I have seen her, too, when she was strong and happy, and then she would be well-made and shapely, with a charm of a more earthly sort. Then her color would be like the roses she always carried; and in each of her cheeks would appear the most adorable of dimples, and under her chin another. She had a nose that was very straight and finely carved; and right in the center, under the tip, the sculptor had put a tiny little groove. She had also a chin that was very straight, and right in the center of this was a corresponding little groove. You will laugh perhaps; but those touches added marvelously to the expressiveness of her countenance. How they would shift and change when, for instance, her nostrils quivered with anger, or when the imp of mischievousness took possession of her, and the network of quaint wrinkles gathered round her eyes!
Dimples, I know, are an ultra-feminine property; but Sylvia’s face was not what is ordinarily called feminine—it was a kind of face that painters would give to a young boy singing in a church. I used to tell her that it was the kind they gave to angels of the higher orders; whereupon she would put her arms about me and whisper, “You old goose!” She had a pair of the strangest red-brown eyes, soft and tender; and then suddenly lighting up—shining, shining!

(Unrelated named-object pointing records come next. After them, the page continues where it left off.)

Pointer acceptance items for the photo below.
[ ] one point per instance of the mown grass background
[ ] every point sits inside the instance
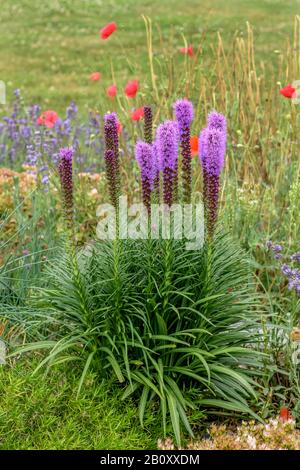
(49, 49)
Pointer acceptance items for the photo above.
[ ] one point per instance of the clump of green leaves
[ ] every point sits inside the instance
(175, 327)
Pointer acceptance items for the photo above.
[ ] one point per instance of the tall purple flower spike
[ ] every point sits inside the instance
(145, 157)
(111, 176)
(212, 149)
(167, 142)
(112, 160)
(156, 181)
(65, 171)
(148, 124)
(184, 115)
(202, 158)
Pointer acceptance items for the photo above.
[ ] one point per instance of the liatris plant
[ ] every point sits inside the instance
(184, 115)
(212, 153)
(167, 148)
(148, 124)
(112, 155)
(66, 180)
(111, 176)
(146, 159)
(156, 178)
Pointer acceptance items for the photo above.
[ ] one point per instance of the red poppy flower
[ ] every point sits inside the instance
(131, 88)
(287, 91)
(137, 114)
(111, 91)
(95, 76)
(194, 143)
(285, 414)
(108, 30)
(48, 119)
(187, 50)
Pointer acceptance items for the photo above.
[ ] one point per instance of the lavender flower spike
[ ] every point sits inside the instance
(202, 158)
(213, 163)
(148, 124)
(145, 157)
(112, 144)
(111, 176)
(167, 142)
(66, 180)
(184, 115)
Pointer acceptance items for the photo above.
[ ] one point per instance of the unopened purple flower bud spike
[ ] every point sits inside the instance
(66, 180)
(184, 115)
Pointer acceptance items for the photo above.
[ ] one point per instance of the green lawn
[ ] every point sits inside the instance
(48, 49)
(42, 412)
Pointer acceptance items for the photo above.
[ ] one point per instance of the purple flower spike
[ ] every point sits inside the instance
(112, 144)
(212, 149)
(111, 133)
(167, 144)
(156, 181)
(66, 180)
(145, 157)
(148, 124)
(167, 148)
(217, 121)
(215, 151)
(202, 158)
(111, 176)
(184, 115)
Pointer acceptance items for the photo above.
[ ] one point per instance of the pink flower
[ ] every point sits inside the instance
(108, 30)
(111, 91)
(47, 118)
(137, 114)
(95, 76)
(187, 50)
(288, 91)
(131, 88)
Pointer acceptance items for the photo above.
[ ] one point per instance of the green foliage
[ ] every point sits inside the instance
(177, 327)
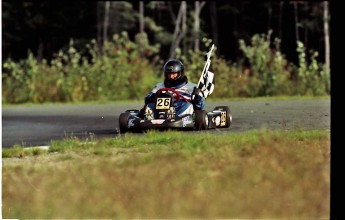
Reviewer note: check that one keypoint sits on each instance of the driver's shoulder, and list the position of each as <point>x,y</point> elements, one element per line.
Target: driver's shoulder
<point>160,85</point>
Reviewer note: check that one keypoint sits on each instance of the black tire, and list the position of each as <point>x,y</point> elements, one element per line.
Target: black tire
<point>228,114</point>
<point>201,120</point>
<point>123,122</point>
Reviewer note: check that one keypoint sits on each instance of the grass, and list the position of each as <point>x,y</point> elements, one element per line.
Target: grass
<point>256,174</point>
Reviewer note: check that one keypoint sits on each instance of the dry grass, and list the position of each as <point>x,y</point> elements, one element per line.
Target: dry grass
<point>256,175</point>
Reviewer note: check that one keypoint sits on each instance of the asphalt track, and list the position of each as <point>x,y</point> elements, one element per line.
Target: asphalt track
<point>37,125</point>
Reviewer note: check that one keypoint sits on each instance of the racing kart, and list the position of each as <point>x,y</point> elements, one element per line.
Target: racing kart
<point>163,116</point>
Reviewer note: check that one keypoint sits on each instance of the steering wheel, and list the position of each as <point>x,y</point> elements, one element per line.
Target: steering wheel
<point>175,93</point>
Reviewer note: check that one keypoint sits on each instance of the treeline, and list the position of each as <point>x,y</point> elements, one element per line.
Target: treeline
<point>128,69</point>
<point>45,27</point>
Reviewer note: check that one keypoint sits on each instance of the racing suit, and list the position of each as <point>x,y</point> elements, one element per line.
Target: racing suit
<point>182,106</point>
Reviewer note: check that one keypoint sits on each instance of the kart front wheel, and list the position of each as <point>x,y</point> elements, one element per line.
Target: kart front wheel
<point>123,122</point>
<point>201,120</point>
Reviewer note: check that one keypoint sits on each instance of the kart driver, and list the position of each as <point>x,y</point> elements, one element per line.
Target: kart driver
<point>175,78</point>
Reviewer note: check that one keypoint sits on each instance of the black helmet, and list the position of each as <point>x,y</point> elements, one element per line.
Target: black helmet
<point>173,66</point>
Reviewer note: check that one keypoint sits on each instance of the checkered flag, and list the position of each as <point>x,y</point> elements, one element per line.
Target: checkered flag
<point>206,81</point>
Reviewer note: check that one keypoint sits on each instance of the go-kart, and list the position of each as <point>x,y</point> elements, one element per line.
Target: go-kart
<point>162,116</point>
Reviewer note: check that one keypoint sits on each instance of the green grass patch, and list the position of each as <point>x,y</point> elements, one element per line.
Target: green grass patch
<point>260,174</point>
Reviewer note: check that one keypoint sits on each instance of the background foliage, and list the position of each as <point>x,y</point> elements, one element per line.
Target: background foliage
<point>129,69</point>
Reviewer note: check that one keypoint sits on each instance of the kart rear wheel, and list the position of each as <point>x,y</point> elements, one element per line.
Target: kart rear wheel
<point>228,114</point>
<point>201,120</point>
<point>123,122</point>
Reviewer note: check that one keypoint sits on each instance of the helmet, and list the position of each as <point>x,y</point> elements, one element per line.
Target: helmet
<point>173,66</point>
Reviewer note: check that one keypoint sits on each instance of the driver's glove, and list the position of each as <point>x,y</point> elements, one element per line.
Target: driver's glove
<point>150,98</point>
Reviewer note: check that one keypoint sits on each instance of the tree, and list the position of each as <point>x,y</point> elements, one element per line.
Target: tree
<point>178,35</point>
<point>214,22</point>
<point>326,19</point>
<point>197,7</point>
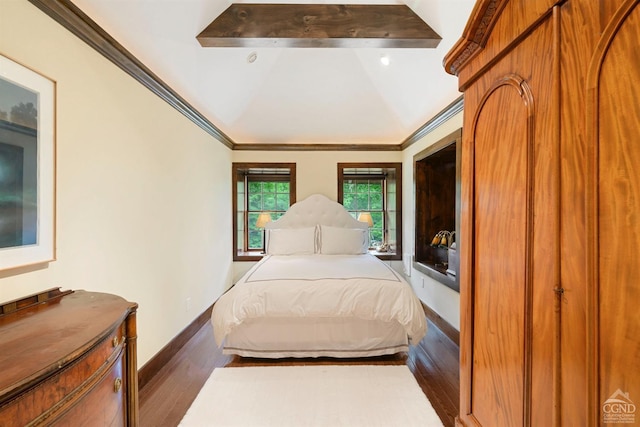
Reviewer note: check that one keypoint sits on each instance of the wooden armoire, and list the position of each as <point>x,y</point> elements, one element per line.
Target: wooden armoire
<point>550,213</point>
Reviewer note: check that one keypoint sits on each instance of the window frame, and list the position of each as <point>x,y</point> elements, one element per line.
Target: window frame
<point>397,167</point>
<point>237,172</point>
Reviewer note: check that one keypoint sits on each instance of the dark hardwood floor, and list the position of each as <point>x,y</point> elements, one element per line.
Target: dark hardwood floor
<point>166,397</point>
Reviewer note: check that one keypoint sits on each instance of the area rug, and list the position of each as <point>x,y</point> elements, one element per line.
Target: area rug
<point>315,395</point>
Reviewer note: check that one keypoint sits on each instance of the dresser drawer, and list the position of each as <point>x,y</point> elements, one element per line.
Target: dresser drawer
<point>53,396</point>
<point>68,359</point>
<point>104,403</point>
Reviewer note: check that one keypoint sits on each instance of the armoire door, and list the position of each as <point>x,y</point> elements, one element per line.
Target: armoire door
<point>510,211</point>
<point>613,205</point>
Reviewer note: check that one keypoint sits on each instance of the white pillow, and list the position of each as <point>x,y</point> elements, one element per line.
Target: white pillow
<point>291,241</point>
<point>343,241</point>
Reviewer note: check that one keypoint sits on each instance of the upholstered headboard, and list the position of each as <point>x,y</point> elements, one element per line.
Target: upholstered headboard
<point>316,209</point>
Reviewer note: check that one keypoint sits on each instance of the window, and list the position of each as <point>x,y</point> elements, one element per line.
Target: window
<point>266,189</point>
<point>375,188</point>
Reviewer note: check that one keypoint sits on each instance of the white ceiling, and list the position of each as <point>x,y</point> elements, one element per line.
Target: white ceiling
<point>290,95</point>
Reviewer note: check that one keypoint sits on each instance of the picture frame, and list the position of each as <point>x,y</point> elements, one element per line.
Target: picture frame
<point>27,166</point>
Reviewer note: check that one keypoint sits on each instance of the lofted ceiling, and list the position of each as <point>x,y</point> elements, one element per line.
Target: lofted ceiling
<point>290,95</point>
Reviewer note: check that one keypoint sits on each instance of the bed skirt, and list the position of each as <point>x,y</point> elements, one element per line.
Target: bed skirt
<point>316,337</point>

I don’t know if I make you see her. I can add only one detail more, the one that people talked of most—her hair. You may see her hair, very beautifully done, in the portrait of Lady Lysle. The artist was shrewd and put the great lady in a morning robe, standing by the open window, the sunlight falling upon a cascade of golden tresses. The color of Sylvia’s hair was toned down when I knew her, but they told me that in her prime it had been vivid to outrageousness. I sit before the painting, and the present slips away and I see her as she was in the glow of her youth—eager, impetuous, swept with gusts of merriment and tenderness, like a mountain lake in April.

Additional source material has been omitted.